俺が「ここはどこだ?」と聞くと、アキラは「俺の部屋だ」と短く答えた。

 改めて部屋を見渡すと、何台ものパソコンと業務用のサーバーらしき物がずらりと並んでいる。雑然とした機械類の中にあって、例の大型テレビの周辺だけがきちんと整理されており、そこにはいくつものアニメのDVDが陳列されていた。

 アキラはアニメオタクだったのだ。やつ自身もそれを否定しなかった。

 俺にはそういう世界のことはよくわからない。が、インターネットで見たそういうやつの部屋が美少女フィギュアで埋め尽くされ、壁には隙間なくアニメキャラのポスターが貼られているという凄まじい有様だったのに対し、アキラの部屋にはフィギュアの一体もポスター一枚すらもなかった。俺がそういった疑問を口にすると、アキラは


「二次元として完成されているものを、わざわざ三次元化する必要がどこにある?」


 と言って、わけのわからない持論を展開し始めた。

 アキラ曰く、やつは三次元の女には興味ないらしく、「二次元に千人の嫁がいるからいい」ということだった。俺は呆れた。折角のイケメンが、これでは宝の持ち腐れではないか。


「俺は次元の境界を越えて行く」


 アキラは言った。

 別にこいつがどこへ行こうと俺は一向に構いはしないが、よりにもよって、なぜ、より「高い」次元ではなく、より「低い」次元を目指しているのか、俺にはそれがわからなかった。

 こいつは、とてつもなくデカい理想を最先端のロケットに載せて、地中深くへ飛び立とうとしている。なにか間違っているような気もするが、どうせ三次元の理論などこいつには通用しないのだろう。


「雑談はここまでだ。そろそろ本題に入る」


 急にアキラの顔付きが変わり、俺は身構えた。アキラは真剣な眼差しで俺を見つめ、言った。


「今から、おまえには『嬉し恥ずかし、ドキドキわくわく告白タイム』をやってもらう」


 ポカンとする俺を他所に、アキラは話を続けた。


「なあに、簡単なことさ。おまえのこれまで十七年間の人生を今ここで全て曝け出すだけだ」


 ……なるほど。

 この間こいつの言っていた「人生を渡す」というのは、そういう意味か。


「俺らは金でも動くが、もう一つ『情報』というものを取引材料に動くこともある。と言っても、おまえみたいなザコの一般人の氏素性を耳が腐るほど聞いたところで、乱堂恭介の屁の臭いほどの価値もねえ。でもまあ、そこは今回大負けに負けてやる。おまえが真摯な態度で人生という大きな代償を支払うなら、俺もおまえに相応の対価をくれてやろう」


 ――安いもんだ。


 覚悟を決めた俺は、自分の生まれた日のことから話を始めた。


「……なるほどねえ、それでその名前か。確かに、おまえは千年に一人のバカだ」


 俺の前で、アキラはいつか誰かに聞いたような言葉を口にした。


 その後も俺は、自分で覚えている限りのありとあらゆる出来事をアキラに語って聞かせた。アキラはそれに所々鋭いツッコミを入れ、俺の痛痒い部分を根こそぎ引っこ抜いていく。話は俺の家族や友人関係のことにまで及び、他のやつらについても一人一人、知っていることは洗いざらい吐かされた。


 一体、何時間そうやって話をしていたかわからない。

 部屋には時計がなく、スマホも俺が寝ている間にアキラに取り上げられていた。途中で二回、コンビニ弁当でメシを食ったが、それも朝食なのか昼食なのか夕食なのか、時間の感覚を失くすと皆目見当も付かない。

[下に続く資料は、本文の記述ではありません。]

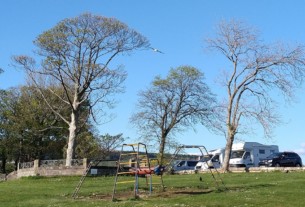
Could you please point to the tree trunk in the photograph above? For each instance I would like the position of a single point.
(161, 151)
(226, 164)
(71, 141)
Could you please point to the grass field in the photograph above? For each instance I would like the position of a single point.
(242, 189)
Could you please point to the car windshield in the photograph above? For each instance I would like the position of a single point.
(206, 158)
(237, 154)
(274, 155)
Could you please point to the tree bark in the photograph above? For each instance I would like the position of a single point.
(161, 151)
(71, 141)
(226, 165)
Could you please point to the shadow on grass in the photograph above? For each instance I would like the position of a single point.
(245, 187)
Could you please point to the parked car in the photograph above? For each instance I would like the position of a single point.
(180, 165)
(282, 159)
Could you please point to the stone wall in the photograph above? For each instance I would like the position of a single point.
(45, 168)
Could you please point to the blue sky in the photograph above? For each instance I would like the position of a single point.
(176, 27)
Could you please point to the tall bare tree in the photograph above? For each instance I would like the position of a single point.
(257, 73)
(76, 54)
(173, 104)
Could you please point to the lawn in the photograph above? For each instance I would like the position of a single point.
(241, 189)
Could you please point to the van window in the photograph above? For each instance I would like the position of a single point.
(247, 155)
(215, 158)
(192, 163)
(237, 154)
(181, 163)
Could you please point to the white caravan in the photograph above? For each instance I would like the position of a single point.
(214, 159)
(248, 154)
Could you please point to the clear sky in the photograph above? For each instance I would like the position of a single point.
(176, 27)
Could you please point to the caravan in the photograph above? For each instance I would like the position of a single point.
(248, 154)
(214, 159)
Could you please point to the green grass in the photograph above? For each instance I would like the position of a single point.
(243, 189)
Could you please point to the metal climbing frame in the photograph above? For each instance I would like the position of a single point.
(202, 149)
(134, 162)
(79, 185)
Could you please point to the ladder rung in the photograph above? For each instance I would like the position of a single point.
(130, 153)
(124, 163)
(122, 182)
(121, 173)
(131, 144)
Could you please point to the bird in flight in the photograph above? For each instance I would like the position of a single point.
(156, 50)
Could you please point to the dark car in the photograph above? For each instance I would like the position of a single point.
(282, 159)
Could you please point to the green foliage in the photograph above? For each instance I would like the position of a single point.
(270, 189)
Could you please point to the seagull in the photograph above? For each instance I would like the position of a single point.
(156, 50)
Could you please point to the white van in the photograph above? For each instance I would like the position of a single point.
(248, 154)
(214, 159)
(181, 165)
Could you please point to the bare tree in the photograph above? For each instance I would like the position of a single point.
(76, 54)
(256, 73)
(173, 104)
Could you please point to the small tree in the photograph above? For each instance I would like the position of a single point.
(76, 54)
(173, 104)
(257, 71)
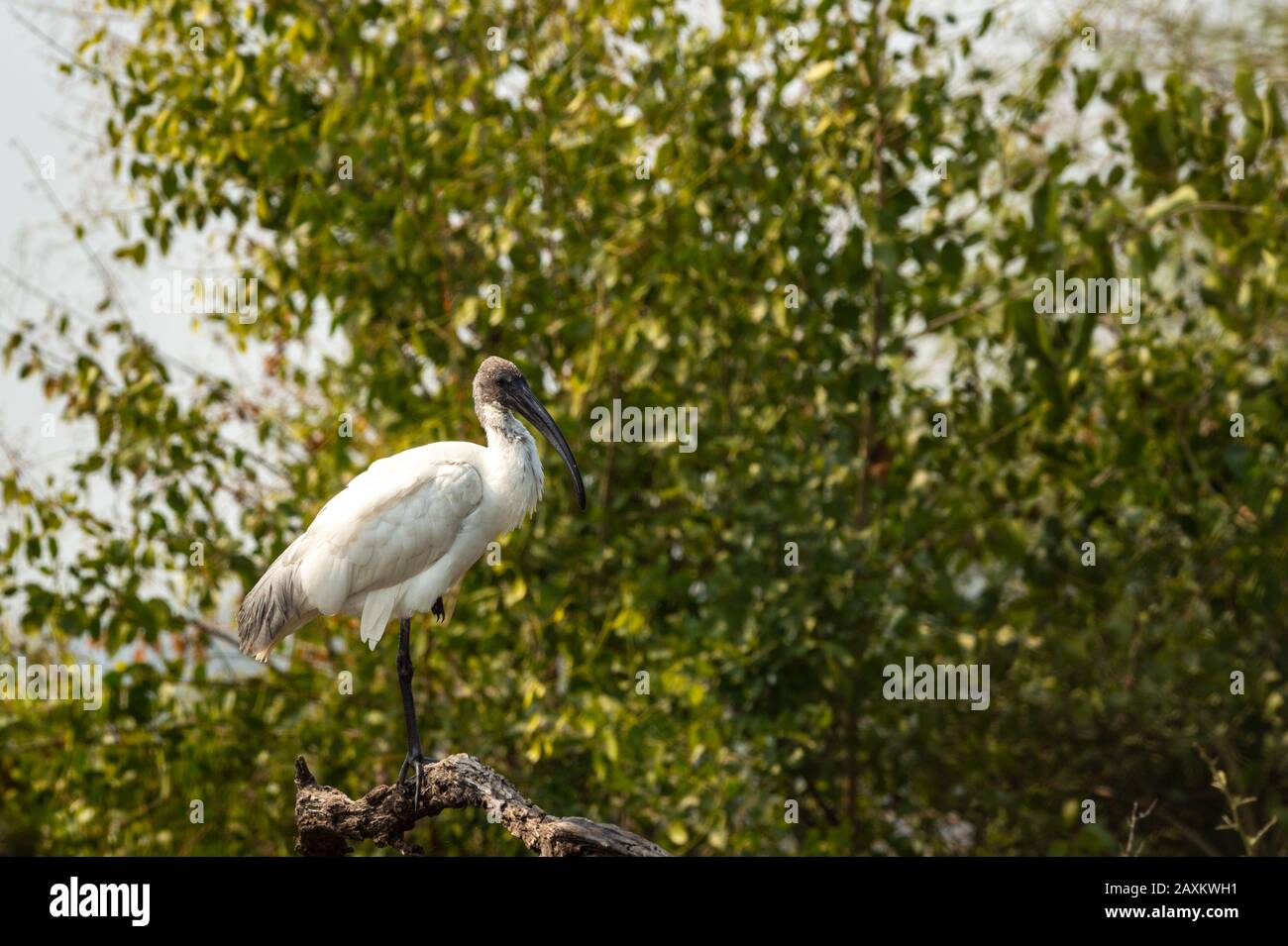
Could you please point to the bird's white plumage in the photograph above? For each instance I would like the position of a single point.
(389, 524)
(400, 534)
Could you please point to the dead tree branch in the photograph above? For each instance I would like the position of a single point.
(326, 819)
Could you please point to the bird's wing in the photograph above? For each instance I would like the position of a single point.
(390, 523)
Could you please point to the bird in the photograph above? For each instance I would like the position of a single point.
(403, 533)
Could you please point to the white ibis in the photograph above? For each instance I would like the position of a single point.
(402, 533)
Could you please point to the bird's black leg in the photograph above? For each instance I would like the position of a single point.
(415, 757)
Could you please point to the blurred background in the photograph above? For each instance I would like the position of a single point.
(816, 224)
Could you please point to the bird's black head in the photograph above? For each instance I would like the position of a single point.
(497, 381)
(500, 383)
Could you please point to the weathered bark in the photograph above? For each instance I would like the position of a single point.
(326, 819)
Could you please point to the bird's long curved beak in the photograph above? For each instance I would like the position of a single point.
(535, 413)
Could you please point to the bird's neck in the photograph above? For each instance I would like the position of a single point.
(518, 461)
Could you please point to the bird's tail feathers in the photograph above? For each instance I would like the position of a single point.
(271, 610)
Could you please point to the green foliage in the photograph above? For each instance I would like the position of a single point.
(815, 428)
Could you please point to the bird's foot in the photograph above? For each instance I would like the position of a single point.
(417, 762)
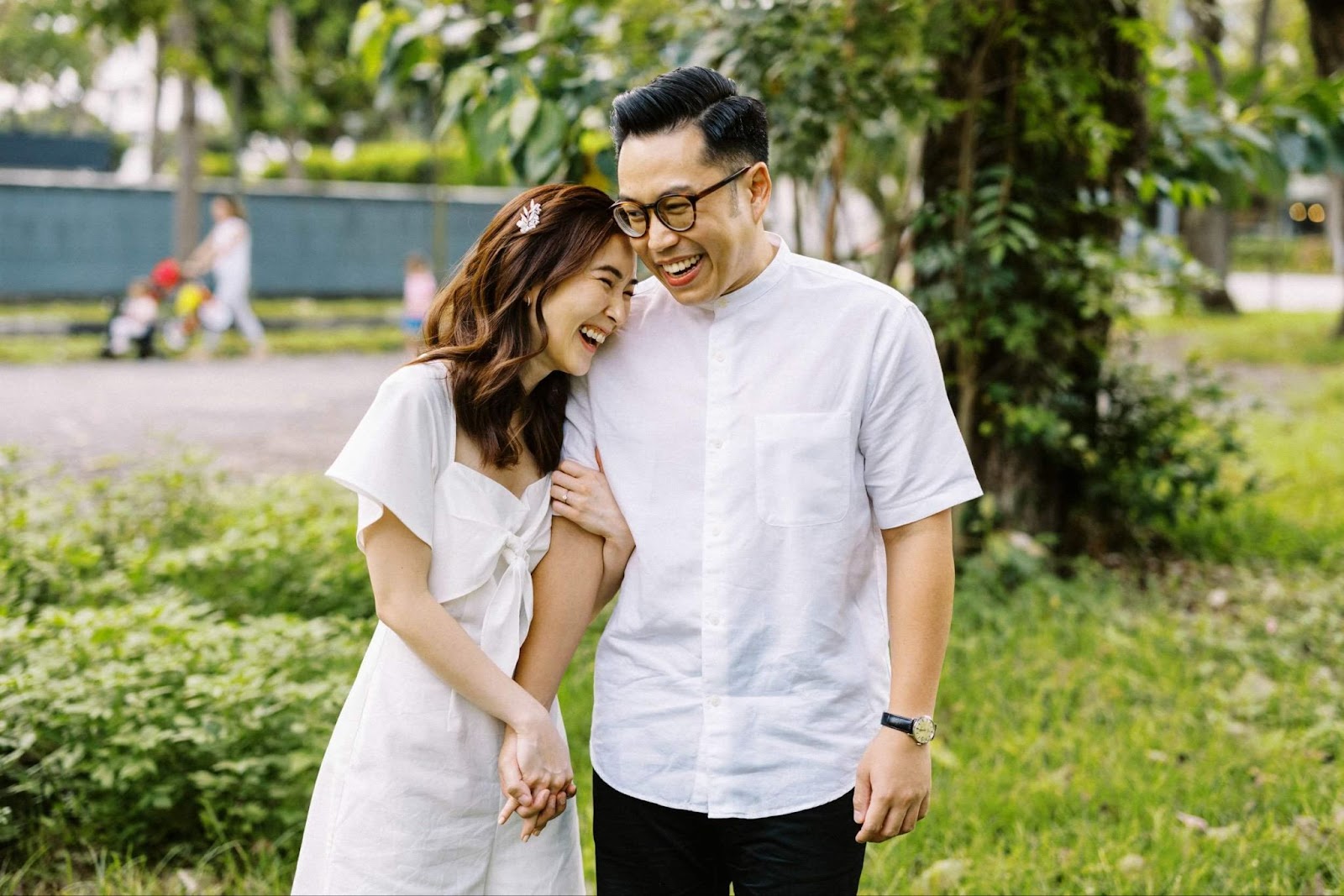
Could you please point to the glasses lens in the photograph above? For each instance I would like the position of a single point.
(631, 217)
(676, 212)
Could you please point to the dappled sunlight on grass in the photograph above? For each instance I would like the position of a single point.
(1260, 338)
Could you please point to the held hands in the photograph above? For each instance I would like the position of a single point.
(893, 788)
(582, 496)
(535, 774)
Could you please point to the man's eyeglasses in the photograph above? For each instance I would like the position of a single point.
(676, 211)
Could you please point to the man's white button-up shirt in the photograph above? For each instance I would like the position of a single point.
(757, 446)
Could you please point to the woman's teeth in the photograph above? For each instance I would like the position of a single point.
(682, 266)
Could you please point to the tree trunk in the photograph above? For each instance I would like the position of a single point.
(1327, 31)
(981, 73)
(187, 196)
(1263, 19)
(282, 54)
(1209, 237)
(156, 139)
(1209, 231)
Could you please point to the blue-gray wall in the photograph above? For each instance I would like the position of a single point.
(24, 149)
(82, 234)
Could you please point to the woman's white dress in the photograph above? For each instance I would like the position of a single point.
(407, 795)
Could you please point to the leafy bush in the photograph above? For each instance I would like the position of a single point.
(160, 725)
(1163, 452)
(286, 547)
(394, 163)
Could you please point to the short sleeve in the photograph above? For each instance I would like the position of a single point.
(580, 439)
(394, 456)
(916, 463)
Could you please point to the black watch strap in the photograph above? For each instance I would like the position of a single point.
(900, 723)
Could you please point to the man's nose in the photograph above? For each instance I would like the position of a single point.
(660, 235)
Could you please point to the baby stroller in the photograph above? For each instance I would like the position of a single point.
(134, 320)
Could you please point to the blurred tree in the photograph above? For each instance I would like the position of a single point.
(1327, 31)
(526, 86)
(127, 20)
(1209, 230)
(1026, 188)
(40, 45)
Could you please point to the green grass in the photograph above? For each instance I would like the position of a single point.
(1261, 338)
(1308, 254)
(358, 336)
(98, 309)
(1296, 515)
(1155, 728)
(1097, 735)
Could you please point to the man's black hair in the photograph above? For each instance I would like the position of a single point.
(734, 127)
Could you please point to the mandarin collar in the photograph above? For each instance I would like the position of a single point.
(763, 284)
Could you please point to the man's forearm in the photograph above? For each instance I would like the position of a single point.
(564, 586)
(920, 587)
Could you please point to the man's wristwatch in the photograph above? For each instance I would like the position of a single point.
(920, 728)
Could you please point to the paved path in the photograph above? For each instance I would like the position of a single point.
(279, 416)
(1256, 291)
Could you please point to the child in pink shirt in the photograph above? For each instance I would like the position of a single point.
(417, 296)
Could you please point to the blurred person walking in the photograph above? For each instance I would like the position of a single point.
(226, 253)
(418, 289)
(454, 469)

 俺の話は現在に追い着く形で徐々に進行し、マシバが乱堂恭介にやられた下りになる頃には、俺の喉も枯れ掛けていた。それでも俺は感情の赴くままにしゃべり続け、自分が涙を流していることにもしばらく気付かなかった。アキラはそんな俺の感傷に感じ入る風もなく、ただ黙って、じっと俺の話を聞いていた。


 大体の話を終えて俺が肩で息をしていると、アキラが湯気の立つコーヒーカップを二つ持って部屋に戻って来た。


「御苦労さん。おまえの話は、なかなかに面白かったぞ」


 にやにや笑うアキラと二人、啜ったコーヒーは苦いブラックだった。

 やっぱり、この味はまだ慣れない。

 そう思いながらも、気分はやけにほっとしていた。

 落ち着いたら、これまでの疲れでもどっと出てきたのか、急に睡魔が襲ってきた。


「それにしても、おまえは本当にバカだなあ」


 アキラの笑い声だけが遠く聞こえる。

 すうっ、と浮かぶように軽くなる感覚に身を委ね、俺はそのまま、心地良い眠りの世界へと飛び立って行くのだった。